Any ideas where to get a short / mini hopper for EK43 S? I'm not quite sure if EK43 hoppers are compatible with it. I've seen people using EK43 with Aeropress funnels but for example for the EK43 S the Aeropress funnel won't fit it.


----------



## Thor_7 (Apr 4, 2018)

This one will fit, if you want to use it for single dosing:

https://www.manufactum.de/marmeladentrichter-edelstahl-p1461780/?a=41418&h=1&s=marmeladentrichter


----------



## Lav (Aug 1, 2015)

the_partisan said:


> Any ideas where to get a short / mini hopper for EK43 S? I'm not quite sure if EK43 hoppers are compatible with it. I've seen people using EK43 with Aeropress funnels but for example for the EK43 S the Aeropress funnel won't fit it.


Or you can get my design 3D printed if you wish?


----------



## coffeechap (Apr 5, 2012)

How are you finding the decent de1+ ? @Lav


----------



## the_partisan (Feb 29, 2016)

Do you have a model? I found one here: http://www.byleew.nl/coffee/small-3d-printed-hopper-ek43-grinder/ and have a friend who is going to try to print it. I will let you know how it goes


----------



## Lav (Aug 1, 2015)

the_partisan said:


> Do you have a model? I found one here: http://www.byleew.nl/coffee/small-3d-printed-hopper-ek43-grinder/ and have a friend who is going to try to print it. I will let you know how it goes


The bayonet interface just add to the total height so I "included" it in my design. Also I think the Byleew model have a too narrow opening and furthermore, where is the lid that prevent nasty things to destroy your valuable burrs? 










I will attach the stp and stl files shortly...


----------



## Lav (Aug 1, 2015)

coffeechap said:


> How are you finding the decent de1+ ?


Really happy with it - although it's serial #28 (and version 1.0) I find the design and robustness extremely complete. I am still on a steep learning curve though but have had some of my sweetest shot on it - repeatedly.

Over at Coffee Snobs there is a pretty comprehensive review - I totally agree to it...


----------



## mars (Nov 30, 2018)

Lav, I just sent you a PM.


----------



## oceanpeakarch (Mar 29, 2019)

@Lav: I know this post has been on here for quite some time. Do you still 3D print this matte black short hopper for the EK43? I have a EK43s and would love to have this exact set up?

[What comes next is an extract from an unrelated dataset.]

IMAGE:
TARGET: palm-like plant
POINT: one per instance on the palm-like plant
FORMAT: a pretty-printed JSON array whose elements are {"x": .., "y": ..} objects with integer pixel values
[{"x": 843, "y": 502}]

How much would it be and will you send to the US?


----------



## The Systemic Kid (Nov 23, 2012)

@oceanpeakarch Prima Coffee your side of the pond sell the Mahlkonig short hopper. Have one on mine.


----------



## oceanpeakarch (Mar 29, 2019)

The Systemic Kid said:


> @oceanpeakarch Prima Coffee your side of the pond sell the Mahlkonig short hopper. Have one on mine.

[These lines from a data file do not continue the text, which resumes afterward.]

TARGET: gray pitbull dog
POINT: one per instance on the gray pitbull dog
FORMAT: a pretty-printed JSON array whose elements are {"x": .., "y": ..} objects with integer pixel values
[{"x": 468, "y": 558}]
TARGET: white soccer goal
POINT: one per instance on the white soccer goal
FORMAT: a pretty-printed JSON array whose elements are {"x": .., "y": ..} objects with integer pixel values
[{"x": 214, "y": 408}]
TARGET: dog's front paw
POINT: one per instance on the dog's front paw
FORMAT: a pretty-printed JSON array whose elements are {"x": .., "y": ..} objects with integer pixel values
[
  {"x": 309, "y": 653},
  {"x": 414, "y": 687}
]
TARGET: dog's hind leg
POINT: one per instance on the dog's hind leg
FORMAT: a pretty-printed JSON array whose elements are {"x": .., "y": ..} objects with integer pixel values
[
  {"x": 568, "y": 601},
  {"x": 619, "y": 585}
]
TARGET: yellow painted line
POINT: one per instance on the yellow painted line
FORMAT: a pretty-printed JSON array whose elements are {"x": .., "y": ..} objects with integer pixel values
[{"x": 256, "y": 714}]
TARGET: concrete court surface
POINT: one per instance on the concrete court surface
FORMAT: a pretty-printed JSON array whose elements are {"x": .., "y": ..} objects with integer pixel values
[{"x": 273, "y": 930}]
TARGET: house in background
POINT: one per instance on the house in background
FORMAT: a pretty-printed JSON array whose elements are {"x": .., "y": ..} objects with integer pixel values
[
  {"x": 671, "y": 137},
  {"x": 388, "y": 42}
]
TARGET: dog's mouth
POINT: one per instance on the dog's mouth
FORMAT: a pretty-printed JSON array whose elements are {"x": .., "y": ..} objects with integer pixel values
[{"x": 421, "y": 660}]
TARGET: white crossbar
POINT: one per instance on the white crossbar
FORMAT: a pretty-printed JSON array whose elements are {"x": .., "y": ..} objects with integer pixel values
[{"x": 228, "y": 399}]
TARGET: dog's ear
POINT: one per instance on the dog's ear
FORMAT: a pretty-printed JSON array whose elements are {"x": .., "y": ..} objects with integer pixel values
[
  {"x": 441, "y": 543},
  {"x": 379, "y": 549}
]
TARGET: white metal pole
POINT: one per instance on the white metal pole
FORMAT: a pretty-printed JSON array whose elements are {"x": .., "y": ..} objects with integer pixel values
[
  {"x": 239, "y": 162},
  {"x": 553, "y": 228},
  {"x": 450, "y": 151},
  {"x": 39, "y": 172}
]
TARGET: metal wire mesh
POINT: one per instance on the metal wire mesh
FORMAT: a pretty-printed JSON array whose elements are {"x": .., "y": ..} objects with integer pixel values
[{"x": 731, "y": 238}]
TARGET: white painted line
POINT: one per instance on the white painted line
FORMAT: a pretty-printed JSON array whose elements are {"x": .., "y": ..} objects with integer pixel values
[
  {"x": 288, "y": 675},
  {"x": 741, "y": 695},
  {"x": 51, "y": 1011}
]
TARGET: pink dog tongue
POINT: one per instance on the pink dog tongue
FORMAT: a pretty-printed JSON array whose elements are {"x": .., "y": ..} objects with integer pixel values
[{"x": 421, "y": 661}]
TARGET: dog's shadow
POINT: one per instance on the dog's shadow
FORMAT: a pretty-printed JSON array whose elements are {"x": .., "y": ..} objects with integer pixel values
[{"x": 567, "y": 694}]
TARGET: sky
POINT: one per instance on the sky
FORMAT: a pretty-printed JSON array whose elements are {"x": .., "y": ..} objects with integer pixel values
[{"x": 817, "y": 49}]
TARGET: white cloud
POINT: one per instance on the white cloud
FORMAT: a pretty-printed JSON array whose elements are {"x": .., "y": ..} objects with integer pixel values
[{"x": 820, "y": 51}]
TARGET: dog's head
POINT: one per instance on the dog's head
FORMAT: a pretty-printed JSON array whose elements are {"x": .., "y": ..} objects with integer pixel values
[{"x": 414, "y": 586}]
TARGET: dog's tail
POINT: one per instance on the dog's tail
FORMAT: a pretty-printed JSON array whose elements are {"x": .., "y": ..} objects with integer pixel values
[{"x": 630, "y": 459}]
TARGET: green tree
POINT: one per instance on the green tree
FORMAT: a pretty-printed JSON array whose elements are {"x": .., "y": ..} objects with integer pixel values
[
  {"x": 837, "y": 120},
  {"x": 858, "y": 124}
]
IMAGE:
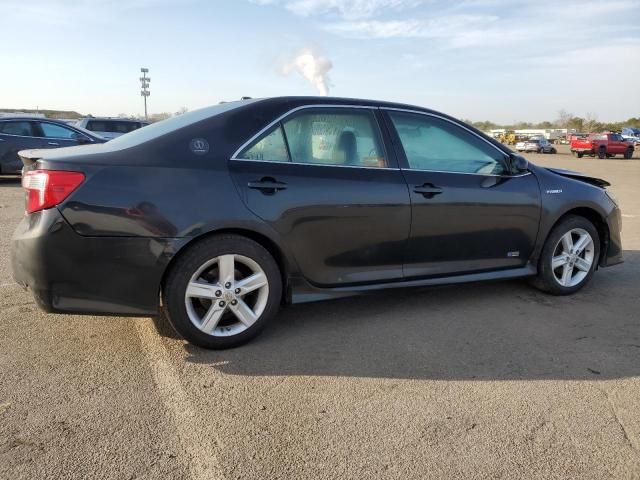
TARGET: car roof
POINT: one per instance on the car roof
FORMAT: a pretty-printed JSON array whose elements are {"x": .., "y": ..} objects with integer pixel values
[
  {"x": 33, "y": 119},
  {"x": 112, "y": 119},
  {"x": 316, "y": 100}
]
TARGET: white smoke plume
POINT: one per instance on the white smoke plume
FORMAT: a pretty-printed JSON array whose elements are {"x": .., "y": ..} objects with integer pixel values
[{"x": 313, "y": 67}]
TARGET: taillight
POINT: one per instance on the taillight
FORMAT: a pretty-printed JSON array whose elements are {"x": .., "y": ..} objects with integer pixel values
[{"x": 48, "y": 188}]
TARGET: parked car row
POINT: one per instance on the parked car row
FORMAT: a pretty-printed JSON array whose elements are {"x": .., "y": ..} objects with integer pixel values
[
  {"x": 536, "y": 145},
  {"x": 110, "y": 128},
  {"x": 602, "y": 145},
  {"x": 20, "y": 133}
]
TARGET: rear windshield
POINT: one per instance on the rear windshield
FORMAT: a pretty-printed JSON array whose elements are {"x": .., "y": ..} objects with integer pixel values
[{"x": 159, "y": 129}]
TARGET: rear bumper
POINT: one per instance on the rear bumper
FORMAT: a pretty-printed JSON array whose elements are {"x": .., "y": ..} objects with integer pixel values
[{"x": 69, "y": 273}]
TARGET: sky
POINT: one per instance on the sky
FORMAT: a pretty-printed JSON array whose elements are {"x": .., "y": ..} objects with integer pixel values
[{"x": 499, "y": 60}]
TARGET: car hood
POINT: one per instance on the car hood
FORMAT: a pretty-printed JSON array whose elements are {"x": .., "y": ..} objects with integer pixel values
[{"x": 598, "y": 182}]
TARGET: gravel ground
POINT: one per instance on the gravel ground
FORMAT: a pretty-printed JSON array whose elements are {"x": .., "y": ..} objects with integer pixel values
[{"x": 475, "y": 381}]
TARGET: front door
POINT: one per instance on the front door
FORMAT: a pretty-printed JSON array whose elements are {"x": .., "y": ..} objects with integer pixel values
[
  {"x": 322, "y": 179},
  {"x": 468, "y": 213}
]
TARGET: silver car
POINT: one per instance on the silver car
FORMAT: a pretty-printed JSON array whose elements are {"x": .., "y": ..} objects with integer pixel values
[
  {"x": 110, "y": 128},
  {"x": 537, "y": 145}
]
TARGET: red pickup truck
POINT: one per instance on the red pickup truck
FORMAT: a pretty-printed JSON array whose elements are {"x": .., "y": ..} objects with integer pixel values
[{"x": 604, "y": 145}]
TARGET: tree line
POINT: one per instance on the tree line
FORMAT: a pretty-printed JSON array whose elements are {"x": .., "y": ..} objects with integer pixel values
[{"x": 566, "y": 120}]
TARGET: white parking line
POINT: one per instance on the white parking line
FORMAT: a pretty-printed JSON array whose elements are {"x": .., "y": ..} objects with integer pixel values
[{"x": 201, "y": 454}]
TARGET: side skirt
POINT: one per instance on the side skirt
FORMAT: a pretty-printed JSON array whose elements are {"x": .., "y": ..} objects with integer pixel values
[{"x": 302, "y": 291}]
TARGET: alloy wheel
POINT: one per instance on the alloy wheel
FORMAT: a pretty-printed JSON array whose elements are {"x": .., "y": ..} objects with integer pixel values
[
  {"x": 573, "y": 257},
  {"x": 226, "y": 295}
]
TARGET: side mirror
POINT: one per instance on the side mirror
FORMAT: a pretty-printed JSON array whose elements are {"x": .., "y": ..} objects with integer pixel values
[{"x": 519, "y": 164}]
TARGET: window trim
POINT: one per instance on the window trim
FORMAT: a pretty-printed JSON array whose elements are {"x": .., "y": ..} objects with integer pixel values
[
  {"x": 428, "y": 114},
  {"x": 68, "y": 127},
  {"x": 264, "y": 135},
  {"x": 33, "y": 127},
  {"x": 282, "y": 117}
]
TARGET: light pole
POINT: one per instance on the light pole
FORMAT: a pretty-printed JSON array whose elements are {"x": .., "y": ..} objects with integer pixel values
[{"x": 144, "y": 81}]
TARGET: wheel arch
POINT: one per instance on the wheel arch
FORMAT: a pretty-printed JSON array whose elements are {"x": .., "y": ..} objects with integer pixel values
[
  {"x": 284, "y": 264},
  {"x": 598, "y": 221}
]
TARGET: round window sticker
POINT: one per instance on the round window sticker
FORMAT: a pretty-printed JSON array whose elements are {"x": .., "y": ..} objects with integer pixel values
[{"x": 199, "y": 146}]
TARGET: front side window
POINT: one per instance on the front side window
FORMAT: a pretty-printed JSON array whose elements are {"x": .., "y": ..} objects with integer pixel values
[
  {"x": 434, "y": 144},
  {"x": 51, "y": 130},
  {"x": 269, "y": 147},
  {"x": 21, "y": 128},
  {"x": 334, "y": 137}
]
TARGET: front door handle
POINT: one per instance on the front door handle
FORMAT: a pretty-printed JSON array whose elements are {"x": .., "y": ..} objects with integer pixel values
[
  {"x": 428, "y": 190},
  {"x": 267, "y": 185}
]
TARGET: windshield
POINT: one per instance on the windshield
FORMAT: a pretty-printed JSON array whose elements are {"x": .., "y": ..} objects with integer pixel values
[{"x": 163, "y": 127}]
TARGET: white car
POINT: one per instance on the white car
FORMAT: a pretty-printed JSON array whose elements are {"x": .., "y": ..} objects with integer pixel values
[{"x": 110, "y": 128}]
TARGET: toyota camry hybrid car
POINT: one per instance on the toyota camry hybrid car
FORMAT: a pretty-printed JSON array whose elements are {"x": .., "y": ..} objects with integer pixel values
[{"x": 221, "y": 215}]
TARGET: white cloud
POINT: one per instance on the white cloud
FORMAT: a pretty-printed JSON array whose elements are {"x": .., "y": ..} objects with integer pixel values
[
  {"x": 349, "y": 9},
  {"x": 438, "y": 28}
]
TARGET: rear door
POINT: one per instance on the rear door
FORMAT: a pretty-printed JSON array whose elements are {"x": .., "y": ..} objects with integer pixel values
[
  {"x": 323, "y": 180},
  {"x": 468, "y": 213},
  {"x": 16, "y": 135}
]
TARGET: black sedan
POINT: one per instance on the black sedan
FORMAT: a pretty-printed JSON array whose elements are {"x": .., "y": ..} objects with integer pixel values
[
  {"x": 221, "y": 215},
  {"x": 18, "y": 133}
]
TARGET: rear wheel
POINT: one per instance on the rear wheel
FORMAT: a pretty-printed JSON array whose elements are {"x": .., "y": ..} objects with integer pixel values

 @The Systemic Kid I have the exact short hopper on mine as well. It is pooly made in my opinion, the connection to the body of the EK is loose and the hopper lid vibrates quite a bit and makes noise when in operation. I also really like the matte black look instead of the tranlucent look from Mahlkonig.

Digging @Lav and his setup.


----------



## The Systemic Kid (Nov 23, 2012)

Weird. Fit on mine is really tight. Have you got the washer fitted? Mine doesn't make any noise if lid is up. The shute can cause vibration but this can easily be rectified by bending slightly to make a tight fit.


----------



## nospoon (Aug 10, 2017)

I own this one:


__
http://instagr.am/p/BsrEvH1g97F/

I got it from _dale5_ who you can find on instagram.


----------



## nospoon (Aug 10, 2017)

Actually the one on my Peak from Torr Toys also fits the EK43.


----------



## Planter (Apr 12, 2017)

Love the glass sides to the GS3


----------



## jj-x-ray (Dec 31, 2017)

Eye watering setup there


----------



## nospoon (Aug 10, 2017)

Thanks! But the peak actually had to go recently.


----------



## H_P (Mar 18, 2019)

Even without it, still a dream for most


----------



## Boonoz (Jan 2, 2021)

Lav said:


> Or you can get my design 3D printed if you wish?


 Hi Lav,

Loving your hopper and lid, would you mind sharing the STL file?


----------